5. Los MILAGROS Y LA SALVACIÓN. La resurrección es un acontecimiento personal y funcional de Jesús. Constituido Hijo de Dios en poder, primogénito de entre los muertos, Cristo y Señor (Rom 1,4; Col 1,18; He 2,36), él ha resucitado por nosotros (Heb 6,20; 7,25; 9,24), lo mismo que murió (Mt 26,28; Rom 4,25) y nació (cf Lc 2,11) por nosotros. El que confiesa esta fe se hace partícipe de la salvación (Rom 10,9s). Y el NT se muestra unánime en este punto capital. Por su parte, los evangelistas señalan al Resucitado como al autor de la misión universal salvífica (Mt 20,16-20; Lc 24,44-49; Jn 20,21-23; cf Mc 16,7.15s; He 1,8), y los discursos misioneros de los Hechos también como fuente de la salvación (He 2,22ss; 5,31; 13,26). En los mismos Hechos (4,7.9.12; cf 3,7) se subraya que la salud que se le devolvió al cojo en el nombre y en el poder de Cristo, muerto y resucitado, indica que la salvación es ofrecida a todos por Dios exclusivamente en el nombre de Jesús (cf 2,36; F1p 2,11). Pues bien, los evangelistas ven en los milagros de Jesús unos actos salvíficos. Lo mismo que subrayan la fe en concomitancia con los milagros y como clima vital de éstos, así también ponen de manifiesto la salvación en relación con ellos y con su fruto. Terminológicamente, los sinópticos utilizan el verbo salvar (griego, sózein; cf Jn 5,6; 7,23: hughiés, sano) frecuentemente en conexión con los milagros: Jn exalta en varias ocasiones los dones salvíficos inherentes a los signos. Además, del examen de las noticias y narraciones de milagros se deduce que todos ellos son para el bien del hombre (incluso Mc 5,1-20; 11,12-14.20). Lc (1,20-22; He 5,1-11; 12,21-23; 13,11), aun mencionando en su obra milagros de juicio, como en la tradición bíblico judía y helenista, no los atribuye nunca a Jesús.

Pero la naturaleza de la salvación sólo está sugerida. Directa y expresamente la intervención milagrosa de Jesús lleva consigo la liberación de los males que atacan al hombre: enfermedades (Mc 3,4; 5,28; 10,52), las fuerzas naturales adversas (Mt 8,25; 14,30), los demonios (Lc 8,36), la muerte inminente o ya ocurrida (Mc 5,23; Lc 8,50; cf Jn 11,12).

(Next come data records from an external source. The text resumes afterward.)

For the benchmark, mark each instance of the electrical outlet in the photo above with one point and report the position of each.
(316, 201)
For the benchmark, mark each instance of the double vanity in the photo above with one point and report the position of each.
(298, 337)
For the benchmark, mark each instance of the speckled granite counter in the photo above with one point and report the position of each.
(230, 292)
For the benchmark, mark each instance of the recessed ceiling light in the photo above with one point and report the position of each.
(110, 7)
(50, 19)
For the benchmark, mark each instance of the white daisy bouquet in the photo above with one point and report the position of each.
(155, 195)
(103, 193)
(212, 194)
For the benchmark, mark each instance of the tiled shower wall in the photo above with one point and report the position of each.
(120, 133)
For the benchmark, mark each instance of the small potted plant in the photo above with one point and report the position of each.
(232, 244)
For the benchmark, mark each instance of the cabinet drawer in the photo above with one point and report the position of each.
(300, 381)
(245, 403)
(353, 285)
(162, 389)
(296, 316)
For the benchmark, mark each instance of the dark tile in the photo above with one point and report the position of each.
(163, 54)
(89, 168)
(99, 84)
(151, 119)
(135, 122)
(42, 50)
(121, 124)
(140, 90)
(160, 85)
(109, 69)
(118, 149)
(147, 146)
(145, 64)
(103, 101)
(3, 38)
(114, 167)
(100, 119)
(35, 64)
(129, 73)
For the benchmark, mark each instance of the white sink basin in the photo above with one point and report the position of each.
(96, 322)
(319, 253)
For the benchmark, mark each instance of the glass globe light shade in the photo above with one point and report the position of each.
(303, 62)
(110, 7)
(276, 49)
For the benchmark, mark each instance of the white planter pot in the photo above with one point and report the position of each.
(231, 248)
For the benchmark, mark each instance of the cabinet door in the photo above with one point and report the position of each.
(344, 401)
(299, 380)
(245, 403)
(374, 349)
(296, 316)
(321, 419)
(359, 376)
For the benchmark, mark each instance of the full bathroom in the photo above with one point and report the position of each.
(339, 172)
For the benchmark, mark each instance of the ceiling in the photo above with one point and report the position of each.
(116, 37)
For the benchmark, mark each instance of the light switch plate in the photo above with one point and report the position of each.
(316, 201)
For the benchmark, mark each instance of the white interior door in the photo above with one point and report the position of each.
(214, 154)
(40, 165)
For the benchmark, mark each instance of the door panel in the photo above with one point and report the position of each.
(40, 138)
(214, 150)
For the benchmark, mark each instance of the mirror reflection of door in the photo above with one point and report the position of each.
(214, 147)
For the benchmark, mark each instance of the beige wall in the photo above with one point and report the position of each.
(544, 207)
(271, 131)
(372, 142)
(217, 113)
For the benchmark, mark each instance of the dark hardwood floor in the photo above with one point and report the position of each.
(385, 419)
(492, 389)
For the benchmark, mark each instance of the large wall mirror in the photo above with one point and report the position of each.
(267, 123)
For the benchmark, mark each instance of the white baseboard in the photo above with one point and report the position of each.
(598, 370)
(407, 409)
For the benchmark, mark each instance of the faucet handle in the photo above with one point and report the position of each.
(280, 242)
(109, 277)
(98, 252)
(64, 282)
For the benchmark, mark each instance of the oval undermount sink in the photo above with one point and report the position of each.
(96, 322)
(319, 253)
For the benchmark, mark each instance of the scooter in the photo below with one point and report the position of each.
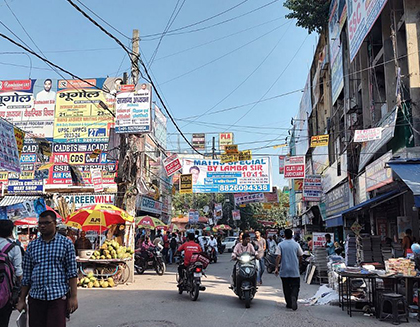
(244, 278)
(154, 261)
(191, 281)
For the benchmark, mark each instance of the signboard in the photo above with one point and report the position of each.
(376, 173)
(337, 200)
(236, 215)
(96, 174)
(281, 164)
(186, 183)
(231, 149)
(213, 176)
(298, 185)
(244, 198)
(199, 141)
(81, 200)
(148, 205)
(294, 167)
(361, 18)
(193, 217)
(133, 111)
(172, 164)
(365, 135)
(318, 240)
(338, 15)
(9, 154)
(319, 140)
(312, 188)
(370, 148)
(225, 139)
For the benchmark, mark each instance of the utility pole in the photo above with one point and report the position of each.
(130, 158)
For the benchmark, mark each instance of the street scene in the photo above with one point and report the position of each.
(211, 163)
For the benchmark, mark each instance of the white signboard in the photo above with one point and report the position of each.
(133, 111)
(213, 176)
(366, 135)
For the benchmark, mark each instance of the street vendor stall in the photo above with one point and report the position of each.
(107, 265)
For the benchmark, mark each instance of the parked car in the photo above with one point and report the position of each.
(230, 243)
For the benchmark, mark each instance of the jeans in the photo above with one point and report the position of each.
(261, 268)
(291, 288)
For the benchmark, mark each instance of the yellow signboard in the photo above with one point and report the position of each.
(231, 149)
(319, 140)
(185, 184)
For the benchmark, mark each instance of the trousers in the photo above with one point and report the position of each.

Pero esta salud física, que a veces tiene como sinónimo la vida (Mc 5,23; 3,4), es simultáneamente espiritual, como en el samaritano, que, ya curado de la lepra, recibe el don de la salvación (Lc 17,19); y en el ciego de Jericó, que, liberado de la ceguera, se pone a seguir a Jesús (Mc 10,52). En semejante contexto la fórmula de despedida "tu fe te ha curado" se extiende legítimamente en Lc del don milagroso de la salud física (Lc 8,48) al de la salvación espiritual (7,50) y a los de ambas (17,19). Por eso Jesús declara expresamente en Cafarnaún (Mc 2,1-12; cf Jn 5,1-14) que con su autoridad de Hijo del hombre le da invisiblemente al paralítico el perdón de los pecados y visiblemente el don de la curación.

Por esto la naturaleza de salvación de todos los milagros evangélicos es la que se indica en los exorcismos: éstos son los signos sensibles del don del reino de Dios (Mt 12,28) y hacen palpable el reino anunciado como cercano por la palabra de Jesús (Mc 1,15). Indicándolos como cumplimiento de los bienes prometidos en el AT, son las primicias del reino ofrecido a los pobres (Mt 11,2.5-6) y totalmente disponible en la pascua (Lc 22,29s), como consecuencia de haberse negado a encontrar la salvación mediante un milagro (Lc 23,35-43). Por consiguiente, las victorias de Jesús sobre los diversos males del hombre durante el ministerio público son otras tantas brechas abiertas en el reino de Satanás y un preludio de su victoria pascual.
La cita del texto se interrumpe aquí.